Hmmm, kann ich(!) nicht nachvollziehen. Hab seit gestern mit meinen Kumpels zusammen das Upgrade auf insgesamt 6 PCs gemacht (5x Win 7, 1x Win 8 nicht 8.1), aber bei keinem einzigen macht es Probleme. Plattformen waren hauptsächlich Z77 und H77 Bretter (1x Z75 von AsRock), zudem ein bunter Mix aus AMD, NV und Intel Komponenten. Denke mal, dass es da dasselbe wie mit den Treibern ist: bei den einen gibt es niemals Probleme (wie z.B. bei mir und einigen anderen), während es bei anderen wiederum zu Problemen führen kann. Wo die Ursache am Ende liegen mag, ist bleibt wohl ein grosses Mysterium. Denn für mich(!) und andere scheint klar zu sein: wenn ein Treiber oder ein Programm oder ein Tool viele Fehler hat, dann wird es bei jedem der es nutzt zu Problemen führen (egal ob nur kleine oder gleich grosse Probleme) und nicht nur bei einzelnen (man muss es dazu immer im Bezug auf die weltweite(!) Nutzung betrachten, nicht nur auf eine Ecke des Landes begrenzen oder gar auf eine Stadt  ). 
Was mir bei der ersten Installation damals nach Inbetriebnahme des Brettes aber passierte: ich musste es erst 3 Mal installieren, ehe es richtig lief. Hatte zuerst 1 Version von der Asus Website und eine direkt bei Lucid gesogen, die aber schon bei der Installation Stress machten. Erst nachdem ich die Version von der Support CD installiert hatte, lief es und machte danach auch bei den Updates keine Probleme mehr, ausser halt, dass es öfters mal nicht mitbooten wollte.

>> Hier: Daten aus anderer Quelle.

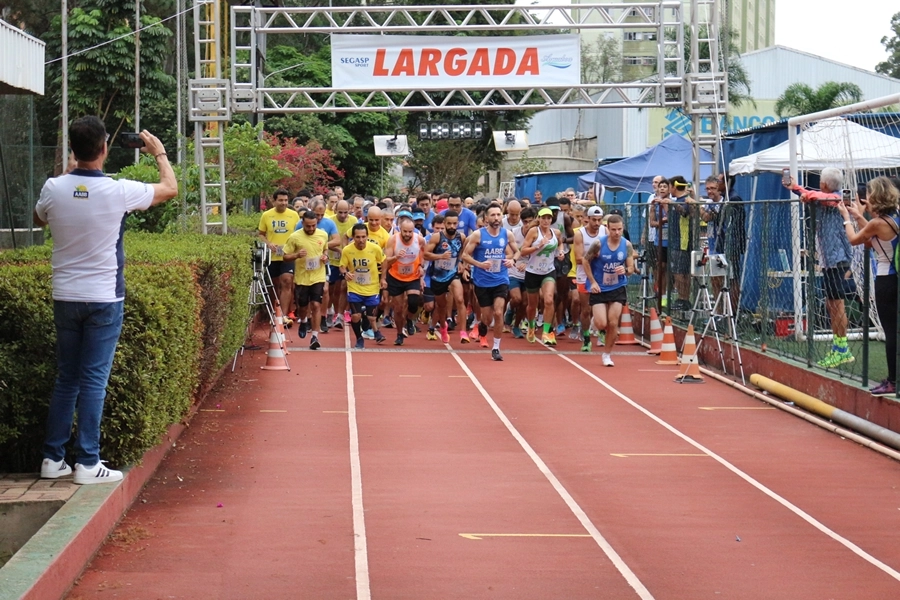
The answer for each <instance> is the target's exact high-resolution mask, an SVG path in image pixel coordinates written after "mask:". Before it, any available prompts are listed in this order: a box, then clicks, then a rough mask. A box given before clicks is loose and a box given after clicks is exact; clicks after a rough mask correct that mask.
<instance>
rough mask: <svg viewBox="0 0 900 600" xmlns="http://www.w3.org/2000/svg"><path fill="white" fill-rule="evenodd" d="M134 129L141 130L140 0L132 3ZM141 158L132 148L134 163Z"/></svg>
mask: <svg viewBox="0 0 900 600" xmlns="http://www.w3.org/2000/svg"><path fill="white" fill-rule="evenodd" d="M134 130H135V131H140V130H141V0H135V3H134ZM140 160H141V150H140V148H135V149H134V164H137V163H138V162H140Z"/></svg>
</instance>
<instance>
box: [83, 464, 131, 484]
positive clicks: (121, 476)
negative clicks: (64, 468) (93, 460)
mask: <svg viewBox="0 0 900 600" xmlns="http://www.w3.org/2000/svg"><path fill="white" fill-rule="evenodd" d="M121 480H122V471H115V470H113V469H107V468H106V467H105V466H103V461H102V460H101V461H100V462H98V463H97V464H96V465H94V466H93V467H85V466H84V465H81V464H78V463H75V483H77V484H80V485H88V484H91V483H114V482H116V481H121Z"/></svg>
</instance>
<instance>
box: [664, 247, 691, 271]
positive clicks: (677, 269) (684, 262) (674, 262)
mask: <svg viewBox="0 0 900 600" xmlns="http://www.w3.org/2000/svg"><path fill="white" fill-rule="evenodd" d="M669 271H671V272H672V274H673V275H689V274H690V272H691V253H690V252H689V251H688V250H676V249H674V248H670V249H669Z"/></svg>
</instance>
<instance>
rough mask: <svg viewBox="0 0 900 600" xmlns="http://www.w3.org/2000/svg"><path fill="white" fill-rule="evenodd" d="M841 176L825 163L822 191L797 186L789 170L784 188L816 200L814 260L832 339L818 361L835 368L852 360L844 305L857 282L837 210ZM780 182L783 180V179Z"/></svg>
mask: <svg viewBox="0 0 900 600" xmlns="http://www.w3.org/2000/svg"><path fill="white" fill-rule="evenodd" d="M843 180H844V174H843V173H842V172H841V170H840V169H836V168H834V167H828V168H826V169H823V170H822V174H821V175H820V176H819V188H820V190H821V191H818V192H817V191H815V190H808V189H806V188H803V187H800V186H799V185H797V183H796V182H795V181H794V179H793V177H791V176H790V172H788V183H787V184H784V186H785V187H786V188H788V189H789V190H791V191H792V192H794V193H795V194H797V195H798V196H800V200H801V201H802V202H807V203H815V204H814V206H815V210H816V260H817V261H818V262H819V266H821V267H822V277H823V280H824V283H825V308H826V309H827V310H828V317H829V319H830V320H831V331H832V333H833V334H834V340H833V342H832V345H831V352H829V353H828V354H827V355H826V356H825V357H824V358H823V359H822V360H820V361H818V365H819V366H820V367H825V368H834V367H837V366H838V365H842V364H845V363H850V362H853V360H854V358H853V354H851V353H850V348H849V345H848V344H847V312H846V311H845V309H844V298H845V297H847V296H848V295H850V294H853V293H855V291H856V284H855V282H854V281H853V274H852V272H851V271H850V260H851V254H850V242H849V241H848V240H847V236H846V235H845V234H844V218H843V217H842V216H841V213H840V212H839V211H838V208H837V206H838V203H840V202H841V201H842V193H841V192H839V190H840V189H841V184H842V183H843ZM782 183H783V182H782Z"/></svg>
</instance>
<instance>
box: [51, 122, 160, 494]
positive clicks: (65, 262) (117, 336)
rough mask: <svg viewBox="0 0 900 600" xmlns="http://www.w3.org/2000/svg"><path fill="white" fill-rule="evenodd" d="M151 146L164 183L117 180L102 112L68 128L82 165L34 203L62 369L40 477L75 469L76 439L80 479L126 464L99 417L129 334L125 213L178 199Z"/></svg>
mask: <svg viewBox="0 0 900 600" xmlns="http://www.w3.org/2000/svg"><path fill="white" fill-rule="evenodd" d="M140 137H141V140H143V142H144V151H145V152H147V153H149V154H152V155H153V156H154V157H155V158H156V163H157V166H158V167H159V178H160V183H154V184H147V183H140V182H137V181H129V180H127V179H119V180H115V179H111V178H109V177H107V176H106V175H104V174H103V171H102V169H103V163H104V162H105V161H106V156H107V154H108V152H109V148H108V146H107V143H108V141H109V135H108V134H107V133H106V127H105V126H104V125H103V121H101V120H100V119H99V118H97V117H82V118H80V119H76V120H75V121H74V122H73V123H72V125H71V126H70V127H69V143H70V145H71V147H72V153H73V154H74V155H75V160H76V165H75V168H74V169H73V170H72V171H70V172H69V173H67V174H65V175H62V176H60V177H56V178H53V179H49V180H47V183H45V184H44V187H43V189H42V190H41V198H40V200H38V203H37V205H36V206H35V207H34V222H35V225H38V226H39V227H43V226H44V225H50V233H51V235H52V236H53V258H52V266H53V320H54V323H55V325H56V337H57V340H56V361H57V367H58V375H57V377H56V383H55V385H54V387H53V396H52V397H51V399H50V409H49V414H48V416H47V437H46V438H45V440H44V447H43V454H44V461H43V463H42V464H41V477H45V478H48V479H56V478H57V477H63V476H65V475H68V474H70V473H72V468H71V467H69V465H68V464H67V463H66V461H65V448H64V446H65V444H66V442H68V441H69V438H70V437H71V435H72V421H73V417H74V415H75V411H76V410H77V411H78V436H77V439H76V441H75V477H74V479H75V483H79V484H88V483H108V482H114V481H119V480H120V479H122V473H121V471H114V470H112V469H108V468H106V467H105V466H103V464H102V462H101V461H100V419H101V417H102V416H103V402H104V400H105V398H106V384H107V382H108V381H109V373H110V370H111V368H112V362H113V356H114V355H115V352H116V344H117V343H118V341H119V334H120V333H121V331H122V316H123V305H124V300H125V279H124V276H123V268H124V263H125V253H124V251H123V247H122V232H123V230H124V226H125V215H126V214H128V213H129V212H131V211H134V210H146V209H148V208H150V207H151V206H154V205H156V204H161V203H163V202H165V201H166V200H169V199H171V198H174V197H175V196H176V195H177V194H178V182H177V181H176V179H175V173H174V172H173V171H172V166H171V165H170V164H169V161H168V158H167V156H166V149H165V148H164V147H163V145H162V142H160V141H159V139H157V138H156V137H155V136H154V135H152V134H151V133H149V132H148V131H146V130H144V131H142V132H141V134H140Z"/></svg>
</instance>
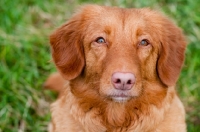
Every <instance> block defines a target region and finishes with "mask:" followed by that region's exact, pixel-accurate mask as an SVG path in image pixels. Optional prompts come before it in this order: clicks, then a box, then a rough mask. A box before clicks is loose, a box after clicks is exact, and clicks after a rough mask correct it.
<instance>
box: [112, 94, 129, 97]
mask: <svg viewBox="0 0 200 132" xmlns="http://www.w3.org/2000/svg"><path fill="white" fill-rule="evenodd" d="M111 97H121V98H127V97H130V96H129V95H127V94H124V93H120V94H114V95H111Z"/></svg>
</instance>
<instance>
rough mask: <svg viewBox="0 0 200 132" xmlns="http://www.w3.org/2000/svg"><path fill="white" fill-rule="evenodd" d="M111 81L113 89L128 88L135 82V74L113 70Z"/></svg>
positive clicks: (129, 89) (123, 88) (122, 89)
mask: <svg viewBox="0 0 200 132" xmlns="http://www.w3.org/2000/svg"><path fill="white" fill-rule="evenodd" d="M111 81H112V84H113V86H114V87H115V89H118V90H130V89H131V88H132V86H133V85H134V83H135V75H134V74H133V73H129V72H115V73H113V75H112V78H111Z"/></svg>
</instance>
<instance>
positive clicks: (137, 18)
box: [83, 7, 152, 34]
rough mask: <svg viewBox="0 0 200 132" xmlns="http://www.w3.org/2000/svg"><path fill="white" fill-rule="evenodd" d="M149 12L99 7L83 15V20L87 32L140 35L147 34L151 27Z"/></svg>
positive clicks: (149, 14)
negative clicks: (84, 22) (84, 21)
mask: <svg viewBox="0 0 200 132" xmlns="http://www.w3.org/2000/svg"><path fill="white" fill-rule="evenodd" d="M88 10H89V9H88ZM149 11H150V10H148V9H122V8H113V7H99V8H93V9H92V10H89V11H87V12H86V13H84V17H83V19H85V20H84V21H85V22H86V24H87V26H86V27H87V30H89V31H103V32H106V33H108V34H109V33H112V32H123V33H127V34H130V32H131V34H133V33H136V34H140V33H142V32H143V33H144V31H146V32H148V30H149V29H150V27H151V26H152V25H151V21H150V20H149V17H150V16H151V13H149Z"/></svg>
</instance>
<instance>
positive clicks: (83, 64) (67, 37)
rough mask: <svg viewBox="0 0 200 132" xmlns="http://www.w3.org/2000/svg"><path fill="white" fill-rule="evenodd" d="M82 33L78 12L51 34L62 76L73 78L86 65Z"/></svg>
mask: <svg viewBox="0 0 200 132" xmlns="http://www.w3.org/2000/svg"><path fill="white" fill-rule="evenodd" d="M82 40H83V38H82V34H81V14H76V15H75V16H74V17H72V18H71V19H70V20H69V21H68V22H67V23H66V24H64V25H63V26H61V27H60V28H58V29H57V30H56V31H55V32H54V33H53V34H52V35H51V36H50V44H51V47H52V57H53V60H54V63H55V65H56V67H57V69H58V70H59V71H60V73H61V74H62V76H63V77H64V78H65V79H67V80H71V79H74V78H76V77H77V76H79V75H80V74H81V72H82V70H83V67H84V65H85V59H84V51H83V44H82Z"/></svg>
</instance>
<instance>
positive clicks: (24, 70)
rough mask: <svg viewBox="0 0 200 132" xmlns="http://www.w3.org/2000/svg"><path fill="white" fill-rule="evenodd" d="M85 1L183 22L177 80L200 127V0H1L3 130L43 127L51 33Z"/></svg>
mask: <svg viewBox="0 0 200 132" xmlns="http://www.w3.org/2000/svg"><path fill="white" fill-rule="evenodd" d="M85 3H95V4H100V5H108V6H119V7H127V8H131V7H137V8H138V7H151V8H153V9H156V10H159V11H161V12H163V13H164V14H166V15H167V16H169V17H170V18H171V19H172V20H174V22H175V23H177V25H179V26H180V27H181V28H182V29H183V31H184V33H185V35H186V36H187V40H188V47H187V51H186V60H185V65H184V67H183V70H182V73H181V76H180V78H179V81H178V83H177V91H178V94H179V96H180V97H181V100H182V101H183V103H184V105H185V109H186V112H187V116H186V120H187V125H188V128H187V129H188V131H189V132H200V3H199V0H148V1H147V0H106V1H103V0H96V1H95V0H93V1H92V0H77V1H74V0H0V132H45V131H47V125H48V123H49V121H50V113H49V105H50V103H51V102H52V101H53V100H55V94H54V93H52V92H50V91H46V90H44V89H43V88H42V84H43V82H44V80H45V79H46V78H47V76H48V75H49V74H50V73H52V72H53V71H55V68H54V65H53V64H52V62H51V61H50V60H51V56H50V48H49V40H48V36H49V35H50V34H51V33H52V32H53V30H55V29H56V28H57V27H59V26H60V25H61V24H63V23H64V22H65V21H67V20H68V19H69V17H70V16H71V14H72V13H73V12H74V11H75V9H76V8H77V7H78V6H80V5H83V4H85Z"/></svg>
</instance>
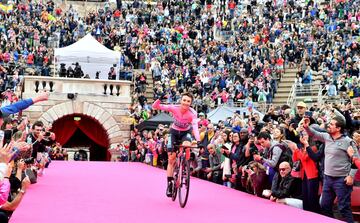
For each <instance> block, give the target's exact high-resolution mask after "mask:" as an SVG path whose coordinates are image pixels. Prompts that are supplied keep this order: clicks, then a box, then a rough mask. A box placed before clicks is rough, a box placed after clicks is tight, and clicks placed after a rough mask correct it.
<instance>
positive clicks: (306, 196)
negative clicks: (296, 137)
mask: <svg viewBox="0 0 360 223" xmlns="http://www.w3.org/2000/svg"><path fill="white" fill-rule="evenodd" d="M300 142H301V144H299V145H298V147H296V148H295V149H294V150H293V161H294V163H295V162H297V161H298V162H300V163H299V165H300V170H299V171H300V177H301V179H302V195H303V209H304V210H306V211H312V212H315V213H320V206H319V202H318V201H319V170H318V167H317V163H316V162H315V161H314V160H312V159H311V158H310V157H309V155H308V152H307V151H308V150H312V151H313V152H316V151H317V148H316V145H315V144H314V143H312V140H310V138H309V135H308V134H307V133H306V132H305V131H302V132H300ZM290 148H292V147H290Z"/></svg>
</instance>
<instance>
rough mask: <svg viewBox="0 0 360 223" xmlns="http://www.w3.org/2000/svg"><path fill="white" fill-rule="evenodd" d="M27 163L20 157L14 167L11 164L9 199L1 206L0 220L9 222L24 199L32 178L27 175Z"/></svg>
mask: <svg viewBox="0 0 360 223" xmlns="http://www.w3.org/2000/svg"><path fill="white" fill-rule="evenodd" d="M25 169H26V163H25V162H24V160H22V159H20V160H18V161H17V162H15V166H14V168H13V167H12V165H10V167H9V169H8V173H7V177H8V179H9V181H10V188H11V189H10V192H9V197H8V200H7V201H6V203H5V204H3V205H1V206H0V222H4V223H6V222H8V221H9V219H10V217H11V215H12V213H13V212H14V211H15V210H16V208H17V207H18V206H19V204H20V202H21V201H22V199H23V197H24V194H25V193H26V190H27V188H28V187H29V185H30V179H29V177H28V176H26V175H25Z"/></svg>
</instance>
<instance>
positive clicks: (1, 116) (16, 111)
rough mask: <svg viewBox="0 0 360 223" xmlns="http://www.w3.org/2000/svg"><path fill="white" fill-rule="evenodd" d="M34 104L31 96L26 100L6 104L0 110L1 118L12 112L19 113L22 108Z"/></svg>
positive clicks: (22, 108)
mask: <svg viewBox="0 0 360 223" xmlns="http://www.w3.org/2000/svg"><path fill="white" fill-rule="evenodd" d="M32 104H34V102H33V100H32V99H31V98H30V99H25V100H21V101H18V102H15V103H13V104H11V105H7V106H4V107H2V108H0V112H1V114H0V118H5V117H7V116H9V115H11V114H15V113H18V112H19V111H22V110H24V109H26V108H28V107H30V106H31V105H32Z"/></svg>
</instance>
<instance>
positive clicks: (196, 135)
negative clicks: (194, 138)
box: [191, 112, 200, 142]
mask: <svg viewBox="0 0 360 223" xmlns="http://www.w3.org/2000/svg"><path fill="white" fill-rule="evenodd" d="M193 114H194V116H193V120H192V122H191V125H192V128H193V133H194V136H195V139H196V141H198V142H199V141H200V133H199V120H198V118H197V113H196V112H195V113H193Z"/></svg>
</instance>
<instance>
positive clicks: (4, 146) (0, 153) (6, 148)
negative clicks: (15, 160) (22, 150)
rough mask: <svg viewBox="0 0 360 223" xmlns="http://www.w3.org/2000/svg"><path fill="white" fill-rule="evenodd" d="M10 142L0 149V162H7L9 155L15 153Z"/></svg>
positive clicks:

Was mir aber bisher auffiel: mit dem alten Virtu hatte ich beim letzten 3D Mark jeweils nen Stop des Programmes, wenn 3D Mark über Steam gestartet wurde (Virtu meldete dann jeweils, dass es deaktiviert sei), komischerweise aber nicht, wenn 3D Mark auf der HDD installiert war und so gestartet wurde  Ebenso sackten die FPS recht nach unten in den Unigine Benches, wenn Hyperformance aktiviert war. Dies scheint bisher nicht mehr aufzutauchen, der 3D Murks läuft nun auch über Steam problemlos und auch Unigine läuft nicht mehr so lahm.


----------



## mnamnam (1. Januar 2014)

Jetzt bin ich leicht verwirrt, also in deinem post steht immer noch Virtu 2.0 pro, gemeint ist aber Virtu MVP 2.xxx oder ? Und die Seite zeigt mir immer "forbidden" an, auch die main URL, egal welcher browser.


----------



## Chimera (2. Januar 2014)

mnamnam schrieb:


> Jetzt bin ich leicht verwirrt, also in deinem post steht immer noch Virtu 2.0 pro, gemeint ist aber Virtu MVP 2.xxx oder ? Und die Seite zeigt mir immer "forbidden" an, auch die main URL, egal welcher browser.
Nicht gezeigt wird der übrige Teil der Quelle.